É neste ponto essencial que reside o sucesso do Japão em emitir dívida de longo prazo aos custos mais baixos do mundo, apesar de ter um rácio de dívida vs. PIB muito superior à média das economias avançadas. É igualmente a explicação para a manutenção das taxas de juro nacionais em níveis não proibitivos. O BCE, através das suas compras, seca parte importante da oferta e, sem ela, o interesse existente para a dívida emitida disponível é insuficiente para causar uma disrupção significativa nos preços.

Ora, um dos pontos sugeridos no documento é o da redução da maturidade da dívida, por forma a reduzir a taxa de juro média. O problema é que se no curto prazo tal poderia parecer benéfico, iria alterar substancialmente a componente de rotação do stock de dívida, aumentando a oferta e colocando uma pressão adicional no volume anual de refinanciamento.

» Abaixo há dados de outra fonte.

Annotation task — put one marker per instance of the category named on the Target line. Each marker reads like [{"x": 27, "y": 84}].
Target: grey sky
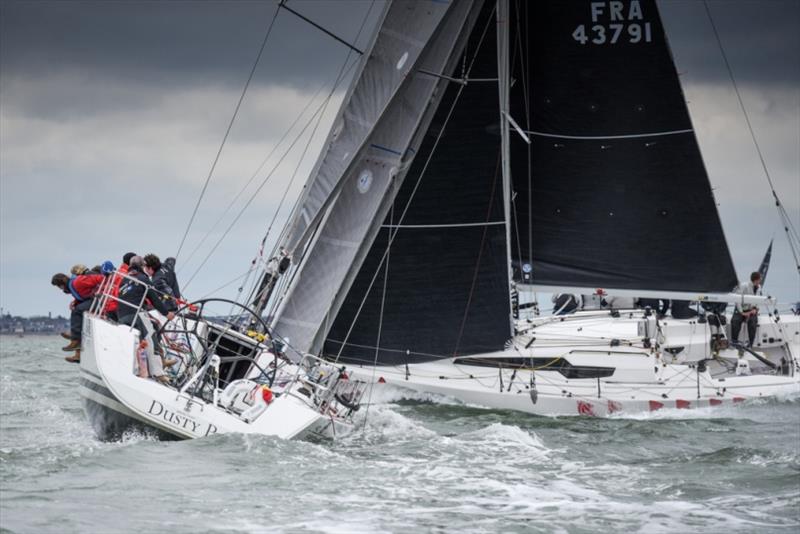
[{"x": 111, "y": 114}]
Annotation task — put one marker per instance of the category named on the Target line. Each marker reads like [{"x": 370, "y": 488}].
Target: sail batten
[
  {"x": 442, "y": 287},
  {"x": 379, "y": 163}
]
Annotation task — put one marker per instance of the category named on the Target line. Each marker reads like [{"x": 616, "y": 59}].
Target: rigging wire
[
  {"x": 791, "y": 232},
  {"x": 228, "y": 131},
  {"x": 259, "y": 188},
  {"x": 344, "y": 70},
  {"x": 416, "y": 185},
  {"x": 339, "y": 78},
  {"x": 477, "y": 262}
]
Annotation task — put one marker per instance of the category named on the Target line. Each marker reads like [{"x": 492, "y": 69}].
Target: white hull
[
  {"x": 117, "y": 400},
  {"x": 638, "y": 379}
]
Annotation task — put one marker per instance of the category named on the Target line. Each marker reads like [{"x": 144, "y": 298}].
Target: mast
[
  {"x": 414, "y": 40},
  {"x": 503, "y": 82}
]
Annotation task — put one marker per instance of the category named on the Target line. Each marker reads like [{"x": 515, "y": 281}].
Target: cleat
[{"x": 73, "y": 345}]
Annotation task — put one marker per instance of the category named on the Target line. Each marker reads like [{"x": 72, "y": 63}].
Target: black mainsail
[
  {"x": 443, "y": 287},
  {"x": 612, "y": 191},
  {"x": 587, "y": 174}
]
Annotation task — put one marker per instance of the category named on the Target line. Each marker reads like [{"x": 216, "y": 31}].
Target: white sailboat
[
  {"x": 225, "y": 379},
  {"x": 477, "y": 152},
  {"x": 487, "y": 147}
]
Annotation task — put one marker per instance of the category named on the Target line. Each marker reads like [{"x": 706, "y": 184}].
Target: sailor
[
  {"x": 592, "y": 302},
  {"x": 564, "y": 303},
  {"x": 746, "y": 312},
  {"x": 660, "y": 306},
  {"x": 78, "y": 269},
  {"x": 620, "y": 303},
  {"x": 132, "y": 293},
  {"x": 83, "y": 288},
  {"x": 112, "y": 305}
]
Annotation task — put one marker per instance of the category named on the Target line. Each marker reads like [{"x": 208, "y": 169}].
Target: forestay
[
  {"x": 442, "y": 288},
  {"x": 611, "y": 191}
]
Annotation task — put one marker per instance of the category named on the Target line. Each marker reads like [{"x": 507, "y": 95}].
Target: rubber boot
[{"x": 74, "y": 344}]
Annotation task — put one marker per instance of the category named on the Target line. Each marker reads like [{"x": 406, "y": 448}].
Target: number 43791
[{"x": 613, "y": 33}]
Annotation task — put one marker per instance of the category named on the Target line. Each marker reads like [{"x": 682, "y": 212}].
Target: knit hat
[{"x": 78, "y": 269}]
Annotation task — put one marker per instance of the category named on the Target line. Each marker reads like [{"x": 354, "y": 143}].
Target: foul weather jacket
[
  {"x": 84, "y": 286},
  {"x": 132, "y": 292}
]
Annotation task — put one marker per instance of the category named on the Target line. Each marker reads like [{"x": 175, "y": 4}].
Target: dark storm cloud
[
  {"x": 760, "y": 38},
  {"x": 174, "y": 42}
]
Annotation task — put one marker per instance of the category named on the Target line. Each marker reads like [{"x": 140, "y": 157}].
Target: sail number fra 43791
[{"x": 613, "y": 22}]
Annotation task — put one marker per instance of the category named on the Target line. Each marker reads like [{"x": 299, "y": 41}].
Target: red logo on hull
[{"x": 585, "y": 408}]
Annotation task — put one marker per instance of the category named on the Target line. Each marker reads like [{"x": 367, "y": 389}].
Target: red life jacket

Esta foi aliás uma das principais razões para a crise de 2011, conforme o estudo do FMI que suportou o pacote de auxílio. Outra razão foi a excessiva dependência de investidores internacionais na compra de dívida pública nacional, o que numa situação de incerteza económica do país provocou a fuga inevitável da maioria dos potenciais compradores. Para além do facto básico de que os juros ganhos por estrangeiros com a nossa dívida são uma fuga de capital encoberta, que ascende a quase cinco mil milhões de euros por ano. Ao passo que o rendimento interno que advém desse custo para o Estado é, em parte, reencaminhado para a economia nacional.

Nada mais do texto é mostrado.